Recuerdo a Rof Carballo: “Lo que nuestra juventud padece es falta de alegría de vivir… Para mí el principal problema de la juventud consiste en que no tiene problemas.” Ya se encargan los padres de no los tengan. Y con ello creen que les hacen un gran favor. De este modo, a gran parte de la juventud de hoy se la está educando para el aburrimiento, el cansancio y la desgana. A muchos jóvenes se les da todo, no se les niega nada…, ¡y ellos se aburren! Nunca ni adultos ni jóvenes han podido gozar de tantas cosa materiales. Y, sin embargo, como diagnosticó Javier Gafo, “vivimos en un mundo, en una circunstancia histórica donde falta ilusión, sentido, alegría.” Lo que le faltaba a la Sagan y a nuestro joven empresario.

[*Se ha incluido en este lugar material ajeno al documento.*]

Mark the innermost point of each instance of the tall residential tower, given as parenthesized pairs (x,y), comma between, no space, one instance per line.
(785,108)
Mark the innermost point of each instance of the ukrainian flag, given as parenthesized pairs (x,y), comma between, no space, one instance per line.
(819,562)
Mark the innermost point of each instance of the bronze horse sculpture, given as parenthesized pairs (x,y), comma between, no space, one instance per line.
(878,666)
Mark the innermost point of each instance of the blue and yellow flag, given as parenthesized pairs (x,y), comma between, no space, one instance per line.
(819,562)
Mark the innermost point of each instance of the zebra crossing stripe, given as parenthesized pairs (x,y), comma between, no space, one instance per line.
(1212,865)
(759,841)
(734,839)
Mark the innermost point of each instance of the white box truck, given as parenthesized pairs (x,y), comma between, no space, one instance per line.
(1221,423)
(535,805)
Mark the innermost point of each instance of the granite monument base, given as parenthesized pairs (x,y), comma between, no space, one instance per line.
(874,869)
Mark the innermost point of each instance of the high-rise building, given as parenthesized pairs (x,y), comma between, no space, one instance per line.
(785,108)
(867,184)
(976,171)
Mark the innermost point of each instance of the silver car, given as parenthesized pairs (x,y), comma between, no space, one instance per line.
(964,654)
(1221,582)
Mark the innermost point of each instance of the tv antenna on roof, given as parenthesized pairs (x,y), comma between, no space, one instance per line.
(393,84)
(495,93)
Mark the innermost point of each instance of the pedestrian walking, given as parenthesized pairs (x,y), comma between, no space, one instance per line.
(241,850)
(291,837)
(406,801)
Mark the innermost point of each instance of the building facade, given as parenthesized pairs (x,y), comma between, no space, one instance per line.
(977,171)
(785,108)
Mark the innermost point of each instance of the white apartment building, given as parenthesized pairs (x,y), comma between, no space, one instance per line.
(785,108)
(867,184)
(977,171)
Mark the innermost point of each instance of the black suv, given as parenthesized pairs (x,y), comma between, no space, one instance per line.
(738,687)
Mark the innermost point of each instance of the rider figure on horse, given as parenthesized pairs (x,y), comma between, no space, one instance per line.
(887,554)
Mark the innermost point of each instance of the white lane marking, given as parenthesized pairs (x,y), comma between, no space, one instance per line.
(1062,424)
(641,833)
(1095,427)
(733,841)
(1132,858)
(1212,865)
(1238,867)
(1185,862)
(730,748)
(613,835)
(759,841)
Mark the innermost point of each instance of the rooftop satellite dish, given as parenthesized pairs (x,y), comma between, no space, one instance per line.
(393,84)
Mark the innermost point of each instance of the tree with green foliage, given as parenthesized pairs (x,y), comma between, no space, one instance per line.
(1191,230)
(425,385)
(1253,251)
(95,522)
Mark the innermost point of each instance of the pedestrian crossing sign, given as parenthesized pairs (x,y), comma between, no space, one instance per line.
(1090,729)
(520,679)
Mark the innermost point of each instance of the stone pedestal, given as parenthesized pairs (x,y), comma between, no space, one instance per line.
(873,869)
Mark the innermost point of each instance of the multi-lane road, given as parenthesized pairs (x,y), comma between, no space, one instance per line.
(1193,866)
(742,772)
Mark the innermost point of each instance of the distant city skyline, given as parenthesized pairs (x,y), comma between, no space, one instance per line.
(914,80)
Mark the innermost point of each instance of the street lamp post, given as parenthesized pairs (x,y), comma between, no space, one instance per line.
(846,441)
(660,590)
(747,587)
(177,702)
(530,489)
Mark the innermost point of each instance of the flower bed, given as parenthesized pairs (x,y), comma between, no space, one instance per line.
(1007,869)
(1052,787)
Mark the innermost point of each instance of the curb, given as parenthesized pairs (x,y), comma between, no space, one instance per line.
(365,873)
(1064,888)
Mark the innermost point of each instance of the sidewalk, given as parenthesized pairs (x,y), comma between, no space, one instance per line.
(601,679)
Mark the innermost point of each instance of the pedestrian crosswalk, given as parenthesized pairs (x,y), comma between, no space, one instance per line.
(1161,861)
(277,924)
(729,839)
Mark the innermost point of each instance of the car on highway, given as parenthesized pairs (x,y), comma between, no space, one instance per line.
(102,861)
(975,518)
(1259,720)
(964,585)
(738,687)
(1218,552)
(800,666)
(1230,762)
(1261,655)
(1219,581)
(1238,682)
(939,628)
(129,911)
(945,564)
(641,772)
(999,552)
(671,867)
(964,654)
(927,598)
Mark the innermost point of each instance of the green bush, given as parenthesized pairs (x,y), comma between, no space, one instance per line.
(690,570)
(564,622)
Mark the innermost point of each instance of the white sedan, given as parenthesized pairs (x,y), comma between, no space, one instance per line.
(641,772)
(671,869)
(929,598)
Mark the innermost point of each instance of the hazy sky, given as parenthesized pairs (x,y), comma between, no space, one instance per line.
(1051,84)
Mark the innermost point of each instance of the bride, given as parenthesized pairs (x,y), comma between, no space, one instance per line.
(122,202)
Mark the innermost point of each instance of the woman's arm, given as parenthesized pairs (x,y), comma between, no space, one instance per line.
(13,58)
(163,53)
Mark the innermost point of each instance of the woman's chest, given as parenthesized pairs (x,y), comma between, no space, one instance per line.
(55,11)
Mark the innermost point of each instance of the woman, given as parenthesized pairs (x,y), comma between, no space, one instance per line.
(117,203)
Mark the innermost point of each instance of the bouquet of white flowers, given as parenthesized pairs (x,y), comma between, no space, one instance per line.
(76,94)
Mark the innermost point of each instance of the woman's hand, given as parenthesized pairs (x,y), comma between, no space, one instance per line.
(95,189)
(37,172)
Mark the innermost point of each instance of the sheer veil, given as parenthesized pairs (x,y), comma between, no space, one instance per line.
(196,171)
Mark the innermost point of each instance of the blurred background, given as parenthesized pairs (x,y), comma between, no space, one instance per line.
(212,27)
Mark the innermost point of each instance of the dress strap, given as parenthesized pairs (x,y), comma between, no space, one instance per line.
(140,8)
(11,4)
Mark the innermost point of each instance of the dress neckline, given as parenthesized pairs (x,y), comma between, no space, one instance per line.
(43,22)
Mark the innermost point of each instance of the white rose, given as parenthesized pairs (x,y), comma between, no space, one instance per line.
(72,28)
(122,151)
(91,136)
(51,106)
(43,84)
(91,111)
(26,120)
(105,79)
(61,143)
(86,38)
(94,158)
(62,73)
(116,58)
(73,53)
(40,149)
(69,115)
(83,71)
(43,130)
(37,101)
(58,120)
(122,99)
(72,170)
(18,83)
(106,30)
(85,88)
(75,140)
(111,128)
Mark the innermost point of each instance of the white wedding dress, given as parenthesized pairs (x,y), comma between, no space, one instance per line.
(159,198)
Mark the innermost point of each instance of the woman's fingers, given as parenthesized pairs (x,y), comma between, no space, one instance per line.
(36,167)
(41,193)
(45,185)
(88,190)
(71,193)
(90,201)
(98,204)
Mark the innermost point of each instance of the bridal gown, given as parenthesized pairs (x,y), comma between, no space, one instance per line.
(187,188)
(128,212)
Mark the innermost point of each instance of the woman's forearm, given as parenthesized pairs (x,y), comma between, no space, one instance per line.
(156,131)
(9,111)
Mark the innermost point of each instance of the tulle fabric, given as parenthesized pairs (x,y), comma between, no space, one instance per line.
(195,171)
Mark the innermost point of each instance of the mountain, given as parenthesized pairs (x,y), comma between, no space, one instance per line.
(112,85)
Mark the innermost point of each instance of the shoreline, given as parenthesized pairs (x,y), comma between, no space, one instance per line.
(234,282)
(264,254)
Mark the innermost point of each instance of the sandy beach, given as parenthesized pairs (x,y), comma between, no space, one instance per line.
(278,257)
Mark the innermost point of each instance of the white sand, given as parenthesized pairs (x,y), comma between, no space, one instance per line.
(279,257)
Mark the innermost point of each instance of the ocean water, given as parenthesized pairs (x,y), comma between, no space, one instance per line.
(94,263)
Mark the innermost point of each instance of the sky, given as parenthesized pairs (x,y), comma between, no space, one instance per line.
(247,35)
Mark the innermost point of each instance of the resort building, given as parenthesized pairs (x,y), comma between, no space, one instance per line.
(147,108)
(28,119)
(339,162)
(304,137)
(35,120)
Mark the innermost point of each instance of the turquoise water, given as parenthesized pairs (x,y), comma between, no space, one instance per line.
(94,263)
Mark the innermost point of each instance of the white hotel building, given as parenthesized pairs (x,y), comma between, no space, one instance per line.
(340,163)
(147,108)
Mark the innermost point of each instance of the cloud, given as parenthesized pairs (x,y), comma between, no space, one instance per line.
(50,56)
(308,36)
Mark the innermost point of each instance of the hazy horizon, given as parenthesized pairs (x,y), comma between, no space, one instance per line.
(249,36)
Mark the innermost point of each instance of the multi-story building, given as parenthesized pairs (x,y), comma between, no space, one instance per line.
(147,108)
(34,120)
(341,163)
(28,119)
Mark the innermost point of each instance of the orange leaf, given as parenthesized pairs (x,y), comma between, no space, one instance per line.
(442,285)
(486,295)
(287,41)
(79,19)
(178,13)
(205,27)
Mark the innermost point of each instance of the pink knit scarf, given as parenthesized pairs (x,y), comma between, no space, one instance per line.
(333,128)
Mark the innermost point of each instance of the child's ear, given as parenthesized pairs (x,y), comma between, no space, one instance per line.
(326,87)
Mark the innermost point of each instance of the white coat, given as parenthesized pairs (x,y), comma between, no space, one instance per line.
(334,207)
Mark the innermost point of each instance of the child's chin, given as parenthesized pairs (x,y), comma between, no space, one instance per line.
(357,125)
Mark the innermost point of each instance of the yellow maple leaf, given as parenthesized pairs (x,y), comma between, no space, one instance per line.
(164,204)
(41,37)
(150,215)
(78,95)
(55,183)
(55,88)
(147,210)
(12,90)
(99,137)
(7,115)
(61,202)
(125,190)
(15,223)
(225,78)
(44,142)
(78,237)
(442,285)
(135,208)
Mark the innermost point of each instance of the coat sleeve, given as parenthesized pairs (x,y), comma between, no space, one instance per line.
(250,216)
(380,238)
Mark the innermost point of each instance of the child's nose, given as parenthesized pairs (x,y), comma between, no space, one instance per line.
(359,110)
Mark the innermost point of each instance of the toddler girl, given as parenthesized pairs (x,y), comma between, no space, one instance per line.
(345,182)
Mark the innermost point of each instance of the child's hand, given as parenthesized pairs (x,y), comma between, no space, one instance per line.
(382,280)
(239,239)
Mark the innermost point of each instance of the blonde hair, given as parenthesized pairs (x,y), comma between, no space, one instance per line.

Hay padres que olvidan que amar a los hijos es sacar de cada uno lo mejor que existe en ellos. Y que –como hace el escultor para sacar del bloque de mármol la imagen que oculta- hay que dar muchos martillazos para desbrozar lo inútil. O lo que leo en Bernabé Tierno: “amar a los hijos no es concederles todos los caprichos y evitarles todas las molestias haciéndoles la vida agradable. Es mucho más que todo eso: es ayudarles a mejorar cada día… En los tiempos que corren observo que no pocos padres eluden la responsabilidad de corregir las conductas inadecuadas de sus hijos..., pero los padres responsables tienen muy claro que amar a un hijo es también decirle lo que no les gusta. Amar a los hijos, no es proporcionarles una 'felicidad' pasajera evitándoles los problemas y dificultades, sino educarles para ser autónomos, fuertes, seguros de sí mismos y con capacidad para dirigir sus propias vidas”. Y añado yo: para amar desinteresadamente, para trabajar por el bien común, para aprender a mirar alrededor y descubrir al otro.
Algo que olvidaron, quizás, los padres de la Sagan, y algo que, con certeza, olvidaron los del joven que esta mañana se me mostraba derrotado y fracasado. Y algo que otros muchos padres -demasiados desgraciadamente- también echan en olvido.